“…this was the sense, not forgotten then or later: that precisely because the Lager was a great machine to reduce us to beasts, we must not become beasts; that even in this place one can survive, and therefore one must want to survive, to tell the story, to bear witness; and that to survive we must force ourselves to save at least the skeleton, the scaffolding, the form of civilisation. We are slaves, deprived of every right, exposed to every insult, condemned to almost certain death, but we still possess one power, and we must defend it with all our strength, for it is the last–the power to refuse our consent. So we must wash our faces without soap in dirty water and dry ourselves on our jackets. We must polish our shoes, not because the rules prescribe it but for dignity and propriety. We must walk erect, without dragging our feet, not in homage to Prussian discipline but to remain alive, to not begin to die.”
“Their life is short, but their number is endless; they, the Muselmanner, the drowned, form the backbone of the camp, an anonymous mass, continually renewed and always the same, of non-men who march and labor in silence, the divine spark dead within them, already too empty to truly suffer. One hesitates to call them living; one hesitates to call their death death–in the face of it they have no fear, because they are too tired to understand.

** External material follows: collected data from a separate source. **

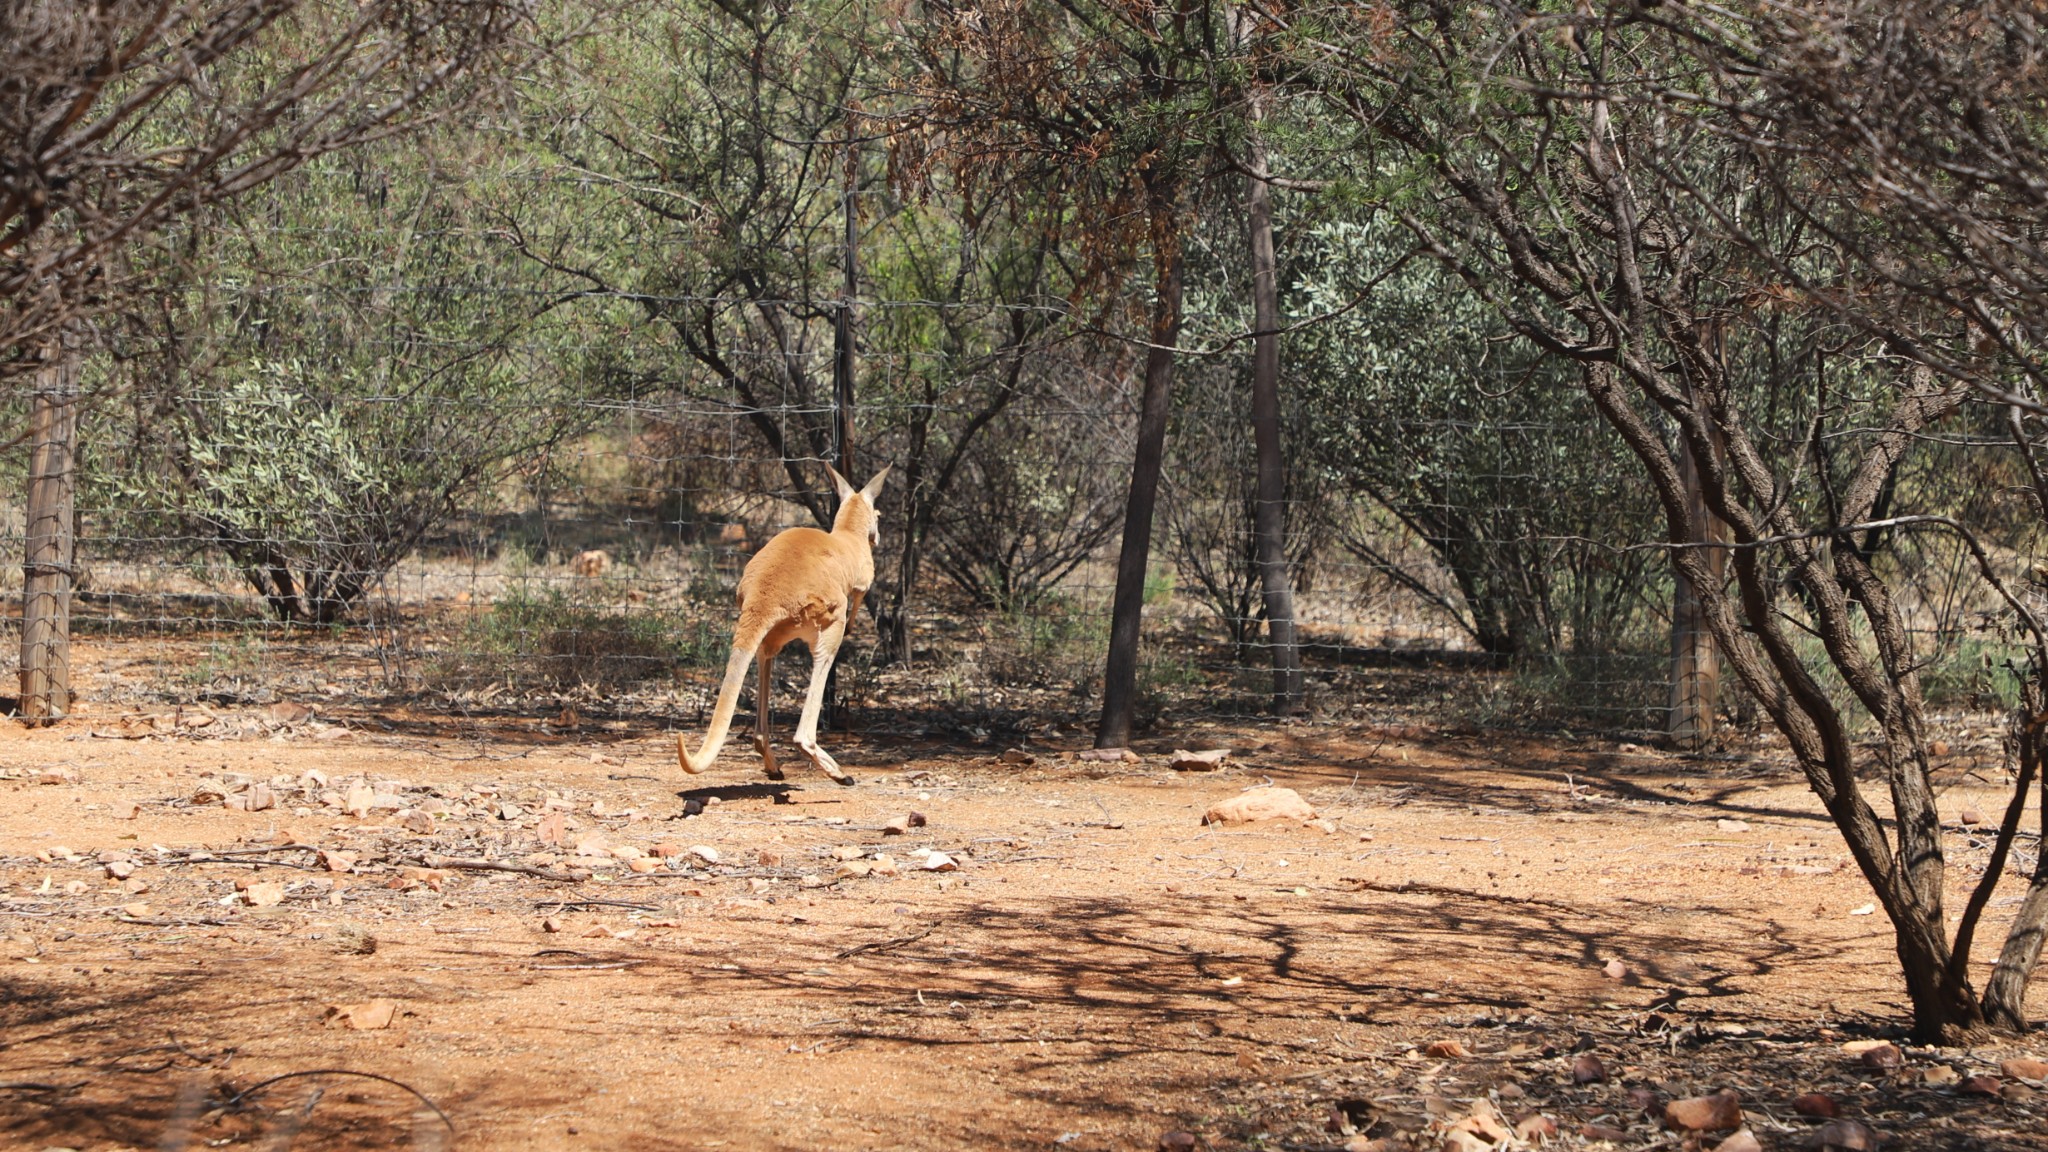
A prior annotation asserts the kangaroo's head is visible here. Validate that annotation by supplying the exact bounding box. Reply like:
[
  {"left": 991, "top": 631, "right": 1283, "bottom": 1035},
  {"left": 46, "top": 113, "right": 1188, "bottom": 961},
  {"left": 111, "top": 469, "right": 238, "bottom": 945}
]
[{"left": 826, "top": 464, "right": 891, "bottom": 549}]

They crowd my memory with their faceless presence, and if I could encompass all the evil of our time in one image, I would choose this image, which is familiar to me: an emaciated man, head bowed and shoulders bent, on whose face and in whose eyes no trace of thought can be seen.”
“To destroy a man is difficult, almost as difficult as to create one: it wasn’t easy, it wasn’t quick, but you Germans have succeeded. Here we are docile under your gaze. From our side you have nothing more to fear: no acts of revolt, no words of defiance, not even a look of judgement.”

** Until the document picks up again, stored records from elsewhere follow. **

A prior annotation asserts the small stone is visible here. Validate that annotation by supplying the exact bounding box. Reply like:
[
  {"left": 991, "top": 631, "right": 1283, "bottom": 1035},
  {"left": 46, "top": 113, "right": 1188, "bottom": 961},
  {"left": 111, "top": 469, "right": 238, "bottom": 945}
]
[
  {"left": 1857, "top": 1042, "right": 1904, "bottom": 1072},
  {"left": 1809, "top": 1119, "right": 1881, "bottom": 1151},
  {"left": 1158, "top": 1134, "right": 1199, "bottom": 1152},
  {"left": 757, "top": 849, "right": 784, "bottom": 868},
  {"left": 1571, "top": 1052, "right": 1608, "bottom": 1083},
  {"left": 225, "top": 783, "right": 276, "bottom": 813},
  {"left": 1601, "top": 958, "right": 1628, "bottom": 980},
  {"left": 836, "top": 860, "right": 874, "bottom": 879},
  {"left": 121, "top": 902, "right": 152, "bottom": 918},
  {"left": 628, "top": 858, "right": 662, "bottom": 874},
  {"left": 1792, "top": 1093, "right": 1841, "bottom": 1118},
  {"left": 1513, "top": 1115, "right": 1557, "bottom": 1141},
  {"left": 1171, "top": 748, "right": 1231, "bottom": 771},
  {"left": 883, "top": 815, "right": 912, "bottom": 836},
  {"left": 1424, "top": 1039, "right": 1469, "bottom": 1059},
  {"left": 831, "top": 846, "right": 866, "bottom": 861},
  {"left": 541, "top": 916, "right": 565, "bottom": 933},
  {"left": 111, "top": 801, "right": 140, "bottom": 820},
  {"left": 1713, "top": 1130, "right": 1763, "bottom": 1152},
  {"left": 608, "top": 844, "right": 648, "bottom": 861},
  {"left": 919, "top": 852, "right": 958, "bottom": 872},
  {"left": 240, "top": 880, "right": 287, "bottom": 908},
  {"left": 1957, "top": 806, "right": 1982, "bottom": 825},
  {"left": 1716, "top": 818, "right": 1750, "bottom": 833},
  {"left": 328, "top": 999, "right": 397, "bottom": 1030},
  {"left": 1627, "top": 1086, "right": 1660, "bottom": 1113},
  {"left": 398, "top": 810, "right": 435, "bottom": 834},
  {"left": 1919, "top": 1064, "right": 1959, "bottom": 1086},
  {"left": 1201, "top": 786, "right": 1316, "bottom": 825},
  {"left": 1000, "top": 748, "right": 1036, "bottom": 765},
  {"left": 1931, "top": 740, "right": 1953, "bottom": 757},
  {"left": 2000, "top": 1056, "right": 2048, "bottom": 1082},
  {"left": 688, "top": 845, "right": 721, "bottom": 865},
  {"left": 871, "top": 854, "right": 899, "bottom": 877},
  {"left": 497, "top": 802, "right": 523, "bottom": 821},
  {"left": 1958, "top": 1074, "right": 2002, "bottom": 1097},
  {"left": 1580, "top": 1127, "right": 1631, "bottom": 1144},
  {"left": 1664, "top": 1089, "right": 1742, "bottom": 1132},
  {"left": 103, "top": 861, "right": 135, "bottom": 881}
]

“Many people are exposed to loss or potentially traumatic events at some point in their lives, and yet they continue to have positive emotional experiences and show only minor and transient disruptions in their ability to function. Unfortunately, because much of psychology’s knowledge about how adults cope with loss or trauma has come from individuals who sought treatment or exhibited great distress, loss and trauma theorists have often viewed this type of resilience as either rare or pathological. The author challenges these assumptions by reviewing evidence that […] resilience in the face of loss or potential trauma is more common than is often believed…

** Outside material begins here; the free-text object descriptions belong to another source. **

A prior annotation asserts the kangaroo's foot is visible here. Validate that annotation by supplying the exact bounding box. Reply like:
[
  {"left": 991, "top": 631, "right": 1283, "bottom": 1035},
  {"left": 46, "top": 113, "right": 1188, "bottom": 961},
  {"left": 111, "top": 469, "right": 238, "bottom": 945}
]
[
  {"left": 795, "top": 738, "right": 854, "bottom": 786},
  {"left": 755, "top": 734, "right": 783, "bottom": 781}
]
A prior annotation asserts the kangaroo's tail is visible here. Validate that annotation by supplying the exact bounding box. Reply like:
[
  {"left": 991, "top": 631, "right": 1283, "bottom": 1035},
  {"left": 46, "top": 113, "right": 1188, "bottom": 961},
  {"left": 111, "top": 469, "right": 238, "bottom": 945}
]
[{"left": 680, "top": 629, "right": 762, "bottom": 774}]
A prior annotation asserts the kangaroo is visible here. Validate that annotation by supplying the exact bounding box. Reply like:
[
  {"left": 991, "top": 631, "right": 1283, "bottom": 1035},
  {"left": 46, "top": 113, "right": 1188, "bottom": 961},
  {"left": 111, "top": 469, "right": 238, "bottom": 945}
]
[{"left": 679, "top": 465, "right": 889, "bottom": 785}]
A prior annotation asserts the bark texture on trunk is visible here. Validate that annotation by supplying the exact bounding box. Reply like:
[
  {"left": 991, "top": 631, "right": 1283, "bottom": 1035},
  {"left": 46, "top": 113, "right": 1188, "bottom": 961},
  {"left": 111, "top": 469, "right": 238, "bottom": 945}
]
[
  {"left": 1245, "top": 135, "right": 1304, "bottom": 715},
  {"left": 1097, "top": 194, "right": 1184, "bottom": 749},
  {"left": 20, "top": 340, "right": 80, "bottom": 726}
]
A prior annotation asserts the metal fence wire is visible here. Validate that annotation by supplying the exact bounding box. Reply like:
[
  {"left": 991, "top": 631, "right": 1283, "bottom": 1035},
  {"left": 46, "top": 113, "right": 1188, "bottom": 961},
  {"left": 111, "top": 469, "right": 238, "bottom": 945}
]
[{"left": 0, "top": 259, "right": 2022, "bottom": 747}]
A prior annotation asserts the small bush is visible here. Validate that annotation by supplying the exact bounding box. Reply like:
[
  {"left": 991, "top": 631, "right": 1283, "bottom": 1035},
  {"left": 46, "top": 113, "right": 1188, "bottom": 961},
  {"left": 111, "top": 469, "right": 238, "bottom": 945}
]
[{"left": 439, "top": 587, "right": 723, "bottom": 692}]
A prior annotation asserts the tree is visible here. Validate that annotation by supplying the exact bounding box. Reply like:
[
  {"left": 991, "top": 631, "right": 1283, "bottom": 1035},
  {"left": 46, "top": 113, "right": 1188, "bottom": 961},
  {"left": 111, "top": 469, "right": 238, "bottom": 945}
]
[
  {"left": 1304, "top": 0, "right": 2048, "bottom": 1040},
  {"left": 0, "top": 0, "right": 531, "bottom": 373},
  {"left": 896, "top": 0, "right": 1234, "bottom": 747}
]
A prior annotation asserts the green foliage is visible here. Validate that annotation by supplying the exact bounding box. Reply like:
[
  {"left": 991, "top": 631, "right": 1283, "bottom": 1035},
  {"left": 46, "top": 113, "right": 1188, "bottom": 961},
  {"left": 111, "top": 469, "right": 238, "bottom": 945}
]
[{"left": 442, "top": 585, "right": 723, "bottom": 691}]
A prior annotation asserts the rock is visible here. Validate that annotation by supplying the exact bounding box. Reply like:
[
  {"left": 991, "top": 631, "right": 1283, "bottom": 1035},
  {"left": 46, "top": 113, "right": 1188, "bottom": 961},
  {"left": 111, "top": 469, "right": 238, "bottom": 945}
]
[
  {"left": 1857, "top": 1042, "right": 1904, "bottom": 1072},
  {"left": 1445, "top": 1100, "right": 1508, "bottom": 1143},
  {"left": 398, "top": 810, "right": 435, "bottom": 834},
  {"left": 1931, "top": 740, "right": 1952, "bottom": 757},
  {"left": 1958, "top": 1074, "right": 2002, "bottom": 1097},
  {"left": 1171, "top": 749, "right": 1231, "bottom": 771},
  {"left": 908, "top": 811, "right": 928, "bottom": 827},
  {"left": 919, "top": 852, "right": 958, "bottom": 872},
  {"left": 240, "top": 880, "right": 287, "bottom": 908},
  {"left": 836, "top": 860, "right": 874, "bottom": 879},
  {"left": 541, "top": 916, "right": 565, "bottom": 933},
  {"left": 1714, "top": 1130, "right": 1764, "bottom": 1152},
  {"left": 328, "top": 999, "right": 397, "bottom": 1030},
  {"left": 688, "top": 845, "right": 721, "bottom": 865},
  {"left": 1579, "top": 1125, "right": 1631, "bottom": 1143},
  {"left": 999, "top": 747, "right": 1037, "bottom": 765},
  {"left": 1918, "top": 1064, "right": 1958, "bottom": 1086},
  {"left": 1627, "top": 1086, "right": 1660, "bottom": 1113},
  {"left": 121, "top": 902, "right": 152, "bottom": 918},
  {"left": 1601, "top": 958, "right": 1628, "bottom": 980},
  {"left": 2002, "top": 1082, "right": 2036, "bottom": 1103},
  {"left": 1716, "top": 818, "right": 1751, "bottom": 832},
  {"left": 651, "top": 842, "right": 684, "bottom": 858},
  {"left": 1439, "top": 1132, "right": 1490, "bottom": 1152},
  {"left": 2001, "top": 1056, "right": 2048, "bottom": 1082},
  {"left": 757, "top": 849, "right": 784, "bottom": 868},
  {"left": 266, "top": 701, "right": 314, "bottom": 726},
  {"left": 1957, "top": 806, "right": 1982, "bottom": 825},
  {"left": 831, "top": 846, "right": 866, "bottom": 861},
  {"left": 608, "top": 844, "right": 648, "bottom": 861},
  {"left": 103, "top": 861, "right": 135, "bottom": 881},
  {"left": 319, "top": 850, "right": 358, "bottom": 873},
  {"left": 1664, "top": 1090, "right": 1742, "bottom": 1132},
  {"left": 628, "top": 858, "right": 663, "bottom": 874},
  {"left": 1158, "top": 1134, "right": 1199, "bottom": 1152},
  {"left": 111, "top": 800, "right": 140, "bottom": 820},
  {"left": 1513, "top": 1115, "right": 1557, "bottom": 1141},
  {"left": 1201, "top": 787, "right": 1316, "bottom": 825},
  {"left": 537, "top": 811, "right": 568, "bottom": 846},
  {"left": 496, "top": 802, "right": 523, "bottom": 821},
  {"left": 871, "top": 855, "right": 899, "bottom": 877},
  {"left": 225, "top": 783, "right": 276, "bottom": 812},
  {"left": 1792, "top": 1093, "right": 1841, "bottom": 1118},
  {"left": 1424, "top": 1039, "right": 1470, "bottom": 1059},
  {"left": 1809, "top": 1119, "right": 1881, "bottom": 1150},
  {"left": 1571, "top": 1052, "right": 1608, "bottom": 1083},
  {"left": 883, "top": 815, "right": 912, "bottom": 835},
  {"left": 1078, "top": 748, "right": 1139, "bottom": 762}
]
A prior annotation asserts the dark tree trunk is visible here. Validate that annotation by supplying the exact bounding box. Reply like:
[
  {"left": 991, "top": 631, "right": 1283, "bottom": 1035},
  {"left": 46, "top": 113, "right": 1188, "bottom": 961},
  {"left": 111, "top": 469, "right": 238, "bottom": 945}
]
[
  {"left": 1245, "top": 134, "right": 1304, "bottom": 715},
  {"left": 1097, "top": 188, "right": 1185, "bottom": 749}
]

A review of the available research on loss and violent or life-threatening events clearly indicates that the vast majority of individuals exposed to such events do not exhibit chronic symptom profiles and that many and, in some cases, the majority show the type of healthy functioning suggestive of the resilience trajectory… Although chronic PTSD certainly warrants great concern, the fact that the vast majority of individuals exposed to violent or life-threatening events do not go on to develop the disorder has not received adequate attention… It is well-established that many exposed individuals will evidence short-lived PTSD or subclinical stress reactions that abate over the course of several months or longer (i.e., the recovery pattern)… Those who cope well with violent or life-threatening events are often viewed in terms of extreme heroism. However justified, this practice tends to reinforce the misperception that only rare individuals with “exceptional emotional strength” are capable of resilience.”
So, who do I believe? Do I believe the uplifting Levi, or the despairing Levi? Do I believe the affirming insights of George Bonanno? Is there within human nature an inextinguishable spark, a bastion of kindness and goodwill that, no matter the external circumstance, can never be extinguished? Or is human nature a candle left outside in the wild, put out by the lightest of winds on the fairest of days?